In 2022, the Festival returned to a full program of live concerts following several years of both live and virtual events due to the COVID-19 pandemic.

== Programming and venues ==
Every year, the Festival brings in internationally acclaimed jazz performers while also showcasing local talent, including "new generation" jazz musicians. The Festival now hires around 1000 artists per annum, including 50 bands for its "StreetFest" event along Queen Street East. The Festival offers concerts at various locations: the Woodbine Park Main Stage, Jimmie Simpson Park Main Stage, Big Band Stage, SING! A capella Stage . The Festival holds a Workshop and Lecture Series which varies each year and is programmed to appeal to both professional musicians and to the general jazz loving public.

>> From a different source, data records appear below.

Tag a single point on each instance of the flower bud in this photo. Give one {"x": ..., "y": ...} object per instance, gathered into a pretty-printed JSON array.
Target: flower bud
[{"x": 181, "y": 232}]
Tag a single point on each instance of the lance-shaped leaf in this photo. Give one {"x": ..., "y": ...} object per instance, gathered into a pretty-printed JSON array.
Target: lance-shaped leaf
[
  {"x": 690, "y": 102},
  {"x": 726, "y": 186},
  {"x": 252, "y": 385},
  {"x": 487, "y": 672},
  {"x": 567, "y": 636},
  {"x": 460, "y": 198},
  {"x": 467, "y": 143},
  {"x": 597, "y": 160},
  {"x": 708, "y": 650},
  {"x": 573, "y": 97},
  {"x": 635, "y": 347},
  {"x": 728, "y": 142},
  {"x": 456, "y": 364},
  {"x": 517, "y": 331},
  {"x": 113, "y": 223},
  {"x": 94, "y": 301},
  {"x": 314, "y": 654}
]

== Community support and funding ==
BIJF garners community support due to the community events it supports. These include: a "Jazz-Up Your Windows" Beach BIA - BIJF jointly sponsored contest for local retailers and multiple fundraising opportunities for local charities such as the "Beaches Jazz Tune-Up Run" on behalf of the Beach Rotary Club, Community Centre 55 and the Michael Garron Hospital. The BIJF benefits the local economy, injecting over $30 million into the GTA.

Although the festival is funded by the province's Ministry of Tourism and Culture, funding is also sourced from community donations. In November 2013, the Government of Canada donated $200,000 as part of the Department of Canadian Heritage funding program.